Specifically I was wondering if it would be feasible to port Byte Shuffling and Alt-Rep Character vectors to fst?
It'd be interesting to see qs added to the fst benchmarking too.
Hi @phillc73, thanks for your questions!
Yes, the qs package uses some interesting concepts and these are definitely very relevant to fst as well.
Concerning Byte Shuffling, in fst I have implemented a custom byte shuffling algorithm that is used for integer and double vectors. The concept is the same as with the Blosc library: compression becomes much easier when similar bytes are close together. So for integers for example, the bytes b1, b2, b3 and b4 in each 16 kB block in the fst format are rearranged in such a way that all the b1's are adjacent. After that, compression is better and faster. The same holds for the 8 bytes of double values. Blosc can use the SSE2 instructions set for shuffling (SIMD extensions) but fst uses cache optimized algorithms which are also in the multiple GB/s speed range and optimized for 16 kB blocks (and SSE2 is hard to enable correctly on all platforms).
Concerning the ALTREP framework, I'm a great fan and think it can be used for many interesting developments in the future. Some possible enhancements for fst:
-
Writing datasets that use ALTREP vectors as columns:
fstcan detect the ALTREP vectors and use blockwise reads of the source data. That would allow conversion of off-memory datasets to the fst format (convert big csv files to fst without much RAM required). -
Reading a fst file and returning the column data as ALTREP vectors: That would allow data to be read only when needed. However, because
fstalready has random row- and column- access, I don't really see any benefits at the moment of returning a full ALTREP table, except perhaps for using the (still few) ALTREP awareRmethods (such assumormax). -
Returning character vectors as ALTREP vectors: creating and populating character vectors is very slow in
R. That's because of the single threadedRAPI that needs to check each newly created string against the existing string pool. Creating an ALTREP character vector is much faster because the actual API calls are not made until later when the elements are retrieved. So reading character vectors as ALTREP vectors will be much faster, but subsequent operations will be much slower because the strings still need to be materialized.
This last point is also important when comparing read speeds of different IO solutions. A specific read of an ALTREP vector might be faster but that speed gain might be lost again in subsequent operations. For example, I can see that the qs package uses a std::vector of strings to store the data internally (see here). That vector is materialized when a subsequent operation needs a character vector, so the slow API calls are deferred until that moment.
So the short version (:-)) is that byte shuffling is already implemented and enabling ALTREP awareness in fst and returning character vectors as ALTREP's is certainly interesting as future enhancements.
thanks!
As a side-note: I'm working on a new package lazyvec that will allow the user to test and create custom ALTREP vectors without writing any C/C++ code. It could be that a better model for combining ALTREP vectors with the fst package is by using this package as a dependency to another package that implements an interface to the on-disk data (such as fsttable).
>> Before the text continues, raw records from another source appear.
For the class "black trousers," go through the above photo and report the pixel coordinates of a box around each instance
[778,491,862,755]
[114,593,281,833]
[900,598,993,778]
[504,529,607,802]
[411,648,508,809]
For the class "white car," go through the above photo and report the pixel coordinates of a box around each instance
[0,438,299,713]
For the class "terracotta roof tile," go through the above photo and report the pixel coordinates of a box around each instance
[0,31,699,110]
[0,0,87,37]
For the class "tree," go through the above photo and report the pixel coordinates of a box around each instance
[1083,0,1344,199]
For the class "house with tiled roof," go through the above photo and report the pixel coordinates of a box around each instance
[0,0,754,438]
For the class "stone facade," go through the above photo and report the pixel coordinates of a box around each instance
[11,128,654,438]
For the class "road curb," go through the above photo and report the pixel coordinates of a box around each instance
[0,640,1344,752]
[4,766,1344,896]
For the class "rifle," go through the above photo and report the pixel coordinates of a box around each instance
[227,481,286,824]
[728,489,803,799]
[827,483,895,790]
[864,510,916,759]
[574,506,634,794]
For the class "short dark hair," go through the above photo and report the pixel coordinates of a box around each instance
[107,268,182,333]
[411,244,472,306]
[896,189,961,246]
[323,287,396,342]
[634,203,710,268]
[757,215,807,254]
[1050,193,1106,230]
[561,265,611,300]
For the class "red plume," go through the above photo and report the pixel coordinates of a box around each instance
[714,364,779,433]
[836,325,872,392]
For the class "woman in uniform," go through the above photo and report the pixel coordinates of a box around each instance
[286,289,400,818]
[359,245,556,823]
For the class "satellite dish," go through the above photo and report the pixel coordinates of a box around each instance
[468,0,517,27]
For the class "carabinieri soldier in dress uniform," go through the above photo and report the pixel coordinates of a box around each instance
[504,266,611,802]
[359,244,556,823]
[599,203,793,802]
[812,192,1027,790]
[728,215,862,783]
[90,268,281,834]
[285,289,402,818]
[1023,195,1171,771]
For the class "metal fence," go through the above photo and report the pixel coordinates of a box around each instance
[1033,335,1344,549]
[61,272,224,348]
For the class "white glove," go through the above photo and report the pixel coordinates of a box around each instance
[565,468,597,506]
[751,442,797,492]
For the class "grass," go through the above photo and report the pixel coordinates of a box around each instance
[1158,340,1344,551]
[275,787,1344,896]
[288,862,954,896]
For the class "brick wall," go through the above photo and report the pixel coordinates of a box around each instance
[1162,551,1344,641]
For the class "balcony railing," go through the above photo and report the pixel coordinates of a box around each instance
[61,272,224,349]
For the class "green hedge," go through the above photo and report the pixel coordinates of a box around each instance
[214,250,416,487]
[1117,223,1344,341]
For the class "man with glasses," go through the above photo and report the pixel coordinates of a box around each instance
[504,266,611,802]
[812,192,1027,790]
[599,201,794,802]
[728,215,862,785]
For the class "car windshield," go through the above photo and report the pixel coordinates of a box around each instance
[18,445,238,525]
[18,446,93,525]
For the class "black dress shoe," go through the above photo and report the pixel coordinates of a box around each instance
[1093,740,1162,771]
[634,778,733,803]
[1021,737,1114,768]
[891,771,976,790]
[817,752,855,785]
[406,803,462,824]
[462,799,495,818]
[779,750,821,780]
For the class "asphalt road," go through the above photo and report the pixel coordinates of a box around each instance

So fsttable emulates a data.table by using ALTREP vectors for column data. This is done by using the lazyvec, data.table and fst packages as dependencies. The emulated data.table can be used as usual but when data.table needs column data, it is materialized on-the-fly (but not before). This will greatly reduce the memory footprint for large datasets.
(note that these packages are not ready for publication yet, just concepts at this point)
Thanks for the detailed responses. I certainly wasn't aware that byte shuffling was already integrated in fst and I'm looking forward to using lazyvec.
I've recently just chunked a rather large (for me!) single fst file of around 1 million rows using disk.frame. I loved the fact that fst already supports retrieval by row number, but with disk.frame I chunked my time series data by year and can now address a specific period quite easily. While I am sure the methodology varies greatly, but what are the fundamental differences in goals between disk.frame and fsttable?
Hi @phillc73, I tried to answer your question on the differences between fsttable and diskframe here, hope that helps!